Surprisingly, many of us suffer from chronic low self-esteem. Practicing yoga regularly with an intention of self-examination and betterment – not just as a substitute for an aerobics class – you will access a unique dimension of your existence, which has been known to initiate  feelings of gratitude, empathy, forgiveness, and the sense that you’re part of something bigger (divinity). While better health is not the goal of divinity or spirituality, it’s often a by-product, as documented repeatedly in scientific studies.

Decreased  Habituation 
Yoga can help you make changes in your life. In fact, that might be its greatest strength. Tapas, the Sanskrit word for “heat”, is the fire, the discipline that fuels yoga practice and that regular practice builds.

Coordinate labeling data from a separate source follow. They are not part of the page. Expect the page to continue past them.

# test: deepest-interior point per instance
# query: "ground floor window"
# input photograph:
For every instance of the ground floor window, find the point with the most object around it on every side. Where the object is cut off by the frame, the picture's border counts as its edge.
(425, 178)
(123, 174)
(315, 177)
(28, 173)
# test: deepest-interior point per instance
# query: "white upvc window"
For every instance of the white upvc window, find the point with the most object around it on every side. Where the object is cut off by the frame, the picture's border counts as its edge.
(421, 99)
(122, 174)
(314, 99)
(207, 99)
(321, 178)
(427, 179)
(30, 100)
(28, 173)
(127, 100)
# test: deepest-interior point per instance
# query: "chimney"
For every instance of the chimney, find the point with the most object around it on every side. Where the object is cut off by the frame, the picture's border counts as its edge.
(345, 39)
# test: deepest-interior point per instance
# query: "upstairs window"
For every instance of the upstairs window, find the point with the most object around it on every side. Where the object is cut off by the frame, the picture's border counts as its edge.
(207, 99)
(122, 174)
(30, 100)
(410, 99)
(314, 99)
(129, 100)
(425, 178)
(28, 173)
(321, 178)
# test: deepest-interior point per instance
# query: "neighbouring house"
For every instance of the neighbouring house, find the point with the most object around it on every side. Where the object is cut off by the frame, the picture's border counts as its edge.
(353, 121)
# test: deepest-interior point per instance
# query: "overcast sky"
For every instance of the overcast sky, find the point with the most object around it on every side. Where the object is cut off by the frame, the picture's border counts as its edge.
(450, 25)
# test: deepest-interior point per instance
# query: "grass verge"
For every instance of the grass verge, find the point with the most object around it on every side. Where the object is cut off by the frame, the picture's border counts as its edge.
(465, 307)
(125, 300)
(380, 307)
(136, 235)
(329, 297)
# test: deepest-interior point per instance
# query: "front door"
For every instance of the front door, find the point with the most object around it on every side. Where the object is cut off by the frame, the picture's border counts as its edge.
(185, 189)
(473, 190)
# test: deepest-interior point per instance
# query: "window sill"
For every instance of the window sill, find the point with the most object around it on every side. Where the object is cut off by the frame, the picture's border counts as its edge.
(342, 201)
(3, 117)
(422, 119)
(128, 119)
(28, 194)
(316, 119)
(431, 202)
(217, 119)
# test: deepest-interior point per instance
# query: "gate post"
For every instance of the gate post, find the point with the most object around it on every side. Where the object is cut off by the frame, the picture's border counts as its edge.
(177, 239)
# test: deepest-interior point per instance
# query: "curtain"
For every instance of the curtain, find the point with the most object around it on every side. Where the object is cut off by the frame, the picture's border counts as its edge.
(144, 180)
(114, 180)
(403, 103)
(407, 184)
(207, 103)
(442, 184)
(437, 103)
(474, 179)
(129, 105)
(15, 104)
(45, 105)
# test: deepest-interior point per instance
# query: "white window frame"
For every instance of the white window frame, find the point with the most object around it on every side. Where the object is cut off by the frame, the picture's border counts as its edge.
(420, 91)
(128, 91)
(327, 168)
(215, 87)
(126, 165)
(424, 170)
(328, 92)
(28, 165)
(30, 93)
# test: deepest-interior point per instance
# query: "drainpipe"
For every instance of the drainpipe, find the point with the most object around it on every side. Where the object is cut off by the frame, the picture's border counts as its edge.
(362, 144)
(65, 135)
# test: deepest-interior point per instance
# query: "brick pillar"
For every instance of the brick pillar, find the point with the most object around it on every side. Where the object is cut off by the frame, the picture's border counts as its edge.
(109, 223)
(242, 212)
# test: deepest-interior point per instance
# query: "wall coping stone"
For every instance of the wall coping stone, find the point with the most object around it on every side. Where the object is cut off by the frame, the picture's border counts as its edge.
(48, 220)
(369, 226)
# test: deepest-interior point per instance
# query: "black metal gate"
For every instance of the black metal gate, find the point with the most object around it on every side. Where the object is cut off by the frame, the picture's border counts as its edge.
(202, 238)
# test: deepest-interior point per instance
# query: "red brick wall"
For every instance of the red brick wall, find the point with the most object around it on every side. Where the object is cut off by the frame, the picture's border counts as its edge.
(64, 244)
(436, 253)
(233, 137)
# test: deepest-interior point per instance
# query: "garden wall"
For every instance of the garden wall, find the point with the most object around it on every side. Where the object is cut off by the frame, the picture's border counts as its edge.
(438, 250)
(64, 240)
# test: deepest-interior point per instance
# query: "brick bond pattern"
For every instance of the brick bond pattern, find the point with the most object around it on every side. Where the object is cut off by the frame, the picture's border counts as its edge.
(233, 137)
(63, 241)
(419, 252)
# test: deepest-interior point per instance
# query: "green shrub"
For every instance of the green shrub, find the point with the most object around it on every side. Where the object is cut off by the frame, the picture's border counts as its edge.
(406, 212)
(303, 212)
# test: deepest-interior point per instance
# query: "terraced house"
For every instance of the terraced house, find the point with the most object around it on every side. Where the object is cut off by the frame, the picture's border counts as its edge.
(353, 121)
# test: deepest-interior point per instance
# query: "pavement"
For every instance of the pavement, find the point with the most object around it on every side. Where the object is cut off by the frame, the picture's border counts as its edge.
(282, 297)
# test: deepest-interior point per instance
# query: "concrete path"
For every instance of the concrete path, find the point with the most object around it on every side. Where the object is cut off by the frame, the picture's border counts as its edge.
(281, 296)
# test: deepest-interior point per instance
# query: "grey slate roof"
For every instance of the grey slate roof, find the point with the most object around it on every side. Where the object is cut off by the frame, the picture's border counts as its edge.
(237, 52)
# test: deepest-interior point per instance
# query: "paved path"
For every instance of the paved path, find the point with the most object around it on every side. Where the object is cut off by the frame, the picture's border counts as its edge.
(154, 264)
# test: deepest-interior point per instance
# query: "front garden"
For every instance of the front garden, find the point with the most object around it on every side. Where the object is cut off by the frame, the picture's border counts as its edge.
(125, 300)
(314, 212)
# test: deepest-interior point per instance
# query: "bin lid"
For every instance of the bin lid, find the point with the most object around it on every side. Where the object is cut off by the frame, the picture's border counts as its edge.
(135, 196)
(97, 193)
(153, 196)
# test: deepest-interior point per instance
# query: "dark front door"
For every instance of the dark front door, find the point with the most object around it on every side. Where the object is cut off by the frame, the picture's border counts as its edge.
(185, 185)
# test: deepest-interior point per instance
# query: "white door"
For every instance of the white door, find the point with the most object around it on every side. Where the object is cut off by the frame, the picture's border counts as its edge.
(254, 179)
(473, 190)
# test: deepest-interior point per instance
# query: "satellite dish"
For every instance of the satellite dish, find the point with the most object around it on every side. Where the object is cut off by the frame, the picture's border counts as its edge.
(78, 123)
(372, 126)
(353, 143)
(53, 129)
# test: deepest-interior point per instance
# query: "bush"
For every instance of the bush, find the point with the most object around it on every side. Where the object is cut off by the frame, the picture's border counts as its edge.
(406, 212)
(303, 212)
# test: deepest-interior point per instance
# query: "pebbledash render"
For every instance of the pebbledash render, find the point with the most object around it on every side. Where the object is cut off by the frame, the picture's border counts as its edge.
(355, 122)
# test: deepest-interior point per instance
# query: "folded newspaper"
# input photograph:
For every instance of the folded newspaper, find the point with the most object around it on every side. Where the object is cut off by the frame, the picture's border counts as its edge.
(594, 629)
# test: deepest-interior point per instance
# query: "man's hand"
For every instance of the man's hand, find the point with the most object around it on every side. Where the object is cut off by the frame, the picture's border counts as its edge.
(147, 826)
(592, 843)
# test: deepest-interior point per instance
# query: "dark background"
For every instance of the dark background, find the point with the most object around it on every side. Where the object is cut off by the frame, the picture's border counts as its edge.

You may find that without making a particular effort to change your habits, simply by the multi-level transformation and balance derived from your practice ,  you may begin to  eat better, exercise more, or finally quit smoking, after years of failed attempts.

Fewer Drugs
Studies of yoga practitioners with asthma, high blood pressure, Type II diabetes , and obsessive-compulsive disorder have shown  yoga helped them to lower their dosage of medications and, in some instances, eliminate prescription drugs entirely.  There are numerous benefits to taking fewer prescription drugs, and your yoga practice has no harmful side effects or risks associated with drug interactions, and { if your list of meds is long } you might even spend less money on yoga.